Kalau dulu kunjungan ke desa Gurukinayan dilakukan ayah beserta kekuarga hanya untuk temu kangen dengan keluarga, maka setelah ayah kami yang meninggal tanggal 20 September 1964 dalam usia 59 tahun, maka tradisi ini kami lanjutkan sekalian untuk ziarah ke makam orang tua kami.

Pada hari Selasa tanggal 10 September 2013 kami mengadakan ziarah ke makam orang tua kami dan menginap satu malam di desa Gurukinyan karena bus no. 150 & 200 yang dikirim dari Jakarta akan bergabung dengan PO. SINABUNG JAYA, dan baru keesokan harinya pada sore hari Rabu 11 September 2013 kami kembali ke Medan.
Kemudian setelah 3 hari meninggalkan desa Gurukinayan dan desa Sukameriah, terjadilah musibah yang membuat semua seperti membalikkan tangan karena pada dini hari jam 04.30 wib Minggu 15 September 2013 terjadi erupsi gunung Sinabung yang tiada henti walaupun ada jeda beberapa bulan tahun 2019 sampai bulan Agustus 2020 yang membuat suasana desa tersebut berubah total karena warga desa harus mengungi tanpa membawa pakaian dan sebagainya ke daerah aman yang masih dalam suasana gelap gulita agar selamat dari musibah tersebut ke desa tetangga yang dianggap masih aman.

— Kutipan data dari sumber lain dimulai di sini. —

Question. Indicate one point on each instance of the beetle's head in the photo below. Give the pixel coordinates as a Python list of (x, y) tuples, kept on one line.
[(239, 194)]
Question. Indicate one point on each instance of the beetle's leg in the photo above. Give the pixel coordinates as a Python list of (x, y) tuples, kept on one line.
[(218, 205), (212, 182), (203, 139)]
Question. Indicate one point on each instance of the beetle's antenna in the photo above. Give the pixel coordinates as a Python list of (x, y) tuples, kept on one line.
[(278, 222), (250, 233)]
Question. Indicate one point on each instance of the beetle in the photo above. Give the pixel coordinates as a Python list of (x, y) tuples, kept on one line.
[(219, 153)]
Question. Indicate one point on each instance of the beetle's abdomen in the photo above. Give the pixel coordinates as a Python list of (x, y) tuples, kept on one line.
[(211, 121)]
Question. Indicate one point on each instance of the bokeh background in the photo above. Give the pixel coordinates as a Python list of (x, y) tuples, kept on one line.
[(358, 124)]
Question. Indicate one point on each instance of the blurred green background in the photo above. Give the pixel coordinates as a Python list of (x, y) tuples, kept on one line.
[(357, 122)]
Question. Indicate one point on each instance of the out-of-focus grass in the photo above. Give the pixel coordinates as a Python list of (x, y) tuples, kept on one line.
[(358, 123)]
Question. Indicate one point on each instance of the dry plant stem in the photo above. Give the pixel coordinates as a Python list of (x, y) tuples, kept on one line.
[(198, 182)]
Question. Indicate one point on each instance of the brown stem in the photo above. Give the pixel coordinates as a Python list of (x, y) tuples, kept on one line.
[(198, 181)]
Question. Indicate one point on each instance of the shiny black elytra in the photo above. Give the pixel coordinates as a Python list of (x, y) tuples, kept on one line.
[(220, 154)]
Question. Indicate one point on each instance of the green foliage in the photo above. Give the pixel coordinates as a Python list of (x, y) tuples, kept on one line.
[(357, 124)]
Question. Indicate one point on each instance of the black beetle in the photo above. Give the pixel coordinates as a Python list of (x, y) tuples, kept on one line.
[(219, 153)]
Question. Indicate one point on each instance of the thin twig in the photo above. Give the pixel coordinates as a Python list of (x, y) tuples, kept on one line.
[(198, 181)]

Akibat erupsi gunung Sinabung pada bulan September 2013 ketiga desa tetangga di sebelah timur dari desa Gurukinayan yaitu desa Sukameriah, Bakerah dan Simacem telah habis ditutupi lahar dingin dan hilang dari peta desa Kabupaten Karo, sedangkan desa Gurukinyan hanya sebagian di sebelah timur.

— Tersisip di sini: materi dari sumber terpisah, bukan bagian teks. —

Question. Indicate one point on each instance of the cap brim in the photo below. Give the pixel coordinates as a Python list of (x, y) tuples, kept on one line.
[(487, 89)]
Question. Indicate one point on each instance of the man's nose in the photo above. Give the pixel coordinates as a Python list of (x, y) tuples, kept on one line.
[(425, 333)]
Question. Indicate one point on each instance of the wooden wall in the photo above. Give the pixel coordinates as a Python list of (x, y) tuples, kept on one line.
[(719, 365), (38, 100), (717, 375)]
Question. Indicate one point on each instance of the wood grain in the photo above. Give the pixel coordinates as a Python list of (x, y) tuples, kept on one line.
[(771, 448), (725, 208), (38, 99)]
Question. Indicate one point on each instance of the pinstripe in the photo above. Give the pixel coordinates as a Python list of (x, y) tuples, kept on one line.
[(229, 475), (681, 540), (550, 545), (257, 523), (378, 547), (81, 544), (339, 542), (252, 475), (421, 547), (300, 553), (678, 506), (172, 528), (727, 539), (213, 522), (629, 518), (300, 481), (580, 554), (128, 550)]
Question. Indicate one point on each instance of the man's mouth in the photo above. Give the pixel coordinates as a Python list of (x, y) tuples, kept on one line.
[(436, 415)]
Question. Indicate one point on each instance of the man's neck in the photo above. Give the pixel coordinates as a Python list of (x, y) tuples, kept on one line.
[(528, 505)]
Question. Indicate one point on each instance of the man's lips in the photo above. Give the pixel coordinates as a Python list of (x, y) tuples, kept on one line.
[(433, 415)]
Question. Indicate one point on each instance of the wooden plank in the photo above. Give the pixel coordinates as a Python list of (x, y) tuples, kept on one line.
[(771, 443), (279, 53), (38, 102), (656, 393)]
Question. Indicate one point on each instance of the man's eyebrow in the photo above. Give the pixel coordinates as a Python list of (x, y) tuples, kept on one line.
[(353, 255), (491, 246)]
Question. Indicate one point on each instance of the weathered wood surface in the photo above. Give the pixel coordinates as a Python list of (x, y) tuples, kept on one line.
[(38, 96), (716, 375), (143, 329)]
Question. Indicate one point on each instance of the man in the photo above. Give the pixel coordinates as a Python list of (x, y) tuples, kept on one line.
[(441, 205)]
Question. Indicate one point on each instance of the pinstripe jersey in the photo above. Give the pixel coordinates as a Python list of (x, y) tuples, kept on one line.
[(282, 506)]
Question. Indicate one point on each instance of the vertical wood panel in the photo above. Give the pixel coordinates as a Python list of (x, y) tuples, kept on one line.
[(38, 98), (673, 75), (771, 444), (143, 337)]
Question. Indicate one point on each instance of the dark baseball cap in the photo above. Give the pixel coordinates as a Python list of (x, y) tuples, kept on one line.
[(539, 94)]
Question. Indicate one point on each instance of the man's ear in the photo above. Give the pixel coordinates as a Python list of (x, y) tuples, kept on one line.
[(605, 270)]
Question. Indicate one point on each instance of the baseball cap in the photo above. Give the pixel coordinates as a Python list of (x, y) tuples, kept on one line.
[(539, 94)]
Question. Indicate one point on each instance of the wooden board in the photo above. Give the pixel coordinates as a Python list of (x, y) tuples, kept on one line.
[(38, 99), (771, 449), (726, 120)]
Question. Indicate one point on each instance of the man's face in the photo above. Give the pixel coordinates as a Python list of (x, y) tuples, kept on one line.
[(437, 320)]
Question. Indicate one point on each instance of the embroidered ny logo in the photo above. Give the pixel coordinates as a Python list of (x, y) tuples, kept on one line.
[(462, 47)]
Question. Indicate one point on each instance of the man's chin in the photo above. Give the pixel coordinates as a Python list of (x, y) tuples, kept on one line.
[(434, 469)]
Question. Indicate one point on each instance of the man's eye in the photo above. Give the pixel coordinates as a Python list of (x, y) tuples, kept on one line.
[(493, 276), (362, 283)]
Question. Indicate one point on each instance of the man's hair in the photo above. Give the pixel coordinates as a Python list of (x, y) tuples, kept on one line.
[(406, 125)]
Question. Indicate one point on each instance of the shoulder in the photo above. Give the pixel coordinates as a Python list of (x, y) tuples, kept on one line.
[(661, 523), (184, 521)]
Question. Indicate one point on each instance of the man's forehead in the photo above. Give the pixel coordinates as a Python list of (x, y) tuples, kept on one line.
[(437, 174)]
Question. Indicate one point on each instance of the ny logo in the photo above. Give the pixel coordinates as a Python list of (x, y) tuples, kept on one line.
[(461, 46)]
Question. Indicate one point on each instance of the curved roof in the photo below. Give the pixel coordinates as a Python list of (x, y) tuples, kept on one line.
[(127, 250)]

Adapun maksud ziarah yang sudah merupakan tradisi keluarga tersebut di atas dikarenakan pada bulan September 2020 inibsecara bertahap bus SINABUNG JAYA No. 200 akan dipindahkan daerah operasinya ke Bagan Batu Riau untuk melayani trayek AKAP “BOLTREM-BAGAN BATU-MEDAN PP”, dimana penanggung jawabnya adalah keponakan kami Wajib Batunanggar (Nanggar Stone) yang juga berasal dari desa Gurukinayan.

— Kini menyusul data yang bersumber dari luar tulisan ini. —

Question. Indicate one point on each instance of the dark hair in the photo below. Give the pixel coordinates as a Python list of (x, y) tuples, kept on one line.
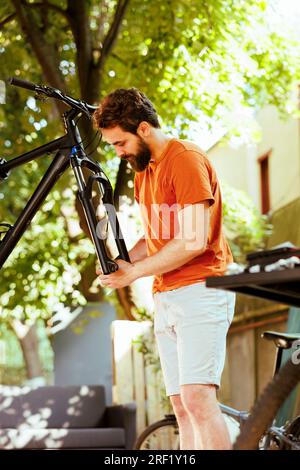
[(126, 108)]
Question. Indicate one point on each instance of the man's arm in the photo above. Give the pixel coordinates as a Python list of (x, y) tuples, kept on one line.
[(139, 251), (190, 242)]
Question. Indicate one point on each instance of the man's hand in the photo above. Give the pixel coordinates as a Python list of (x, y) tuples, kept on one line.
[(126, 274)]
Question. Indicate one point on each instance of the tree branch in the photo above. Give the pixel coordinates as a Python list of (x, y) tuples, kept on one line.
[(50, 6), (7, 20), (112, 34), (79, 22), (45, 53)]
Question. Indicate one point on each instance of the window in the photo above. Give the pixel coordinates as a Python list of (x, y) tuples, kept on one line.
[(263, 162)]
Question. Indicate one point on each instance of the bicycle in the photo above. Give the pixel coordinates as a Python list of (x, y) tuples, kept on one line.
[(70, 151), (247, 431)]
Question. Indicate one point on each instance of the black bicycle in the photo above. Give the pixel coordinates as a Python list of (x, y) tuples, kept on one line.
[(248, 431), (68, 152)]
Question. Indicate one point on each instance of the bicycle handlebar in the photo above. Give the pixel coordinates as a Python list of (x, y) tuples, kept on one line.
[(53, 93)]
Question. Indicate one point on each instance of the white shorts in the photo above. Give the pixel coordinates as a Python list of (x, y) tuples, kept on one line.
[(190, 325)]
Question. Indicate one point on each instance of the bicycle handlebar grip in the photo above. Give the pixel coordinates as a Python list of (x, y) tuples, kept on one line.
[(22, 83)]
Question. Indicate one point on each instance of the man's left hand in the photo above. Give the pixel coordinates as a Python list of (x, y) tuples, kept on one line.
[(125, 275)]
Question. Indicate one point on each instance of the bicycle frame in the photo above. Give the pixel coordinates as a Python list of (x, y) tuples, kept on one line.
[(69, 152)]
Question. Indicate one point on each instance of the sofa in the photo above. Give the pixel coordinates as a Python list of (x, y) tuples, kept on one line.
[(64, 417)]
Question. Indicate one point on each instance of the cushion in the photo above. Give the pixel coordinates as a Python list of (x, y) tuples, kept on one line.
[(74, 406), (61, 438)]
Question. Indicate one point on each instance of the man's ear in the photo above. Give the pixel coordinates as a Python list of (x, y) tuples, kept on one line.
[(143, 129)]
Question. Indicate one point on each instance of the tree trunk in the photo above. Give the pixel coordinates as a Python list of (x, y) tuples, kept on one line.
[(27, 335)]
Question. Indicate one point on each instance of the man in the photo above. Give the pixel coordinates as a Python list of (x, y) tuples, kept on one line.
[(179, 195)]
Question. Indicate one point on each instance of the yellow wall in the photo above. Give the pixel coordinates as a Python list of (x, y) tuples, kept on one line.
[(239, 167), (284, 164)]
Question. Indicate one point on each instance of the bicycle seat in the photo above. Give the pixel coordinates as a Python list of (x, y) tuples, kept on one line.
[(281, 340)]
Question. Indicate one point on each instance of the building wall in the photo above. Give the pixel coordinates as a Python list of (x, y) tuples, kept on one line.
[(284, 164), (239, 166)]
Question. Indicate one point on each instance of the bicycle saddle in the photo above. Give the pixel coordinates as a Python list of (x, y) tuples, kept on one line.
[(281, 340)]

Apabila semuanya berjalan dengan lancar dan sesuai rencana, maka akan disusul ke daerah ini bus SINABUNG JAYA No. 150 dan No.100, yang sekaligus untuk mendukung operasional Big Bus SINABUNG JAYA yang akan melayani trayek AKAP ” PANGKALAN BRANDAN-STABAT-BINJAI-MEDAN-RANTAU PRAPAT-BAGAN BATU-PEKANBARU-TELUK KUANTAN-SIMPANG KAMPAR”.

Khusus untuk big bus SINABUNG JAYA No. 10 dalam waktu dekat ini juga akan dilakukan hal yang sama, tapi karena bus nya terlalu besar dan karena kondisi jalan yang sempit maka bus tersebut hanya akan sampai dan parkir di desa Kecamatan Simpang Empat, sedangkan keluarga akan melanjutkan perjalanan ke desa Gurukinayan dengan menggunakan minibus L300 angkutan Pedesaan PO. SINABUNG JAYA yang melayani trayek “KABANJAHE-PAYUNG PP”.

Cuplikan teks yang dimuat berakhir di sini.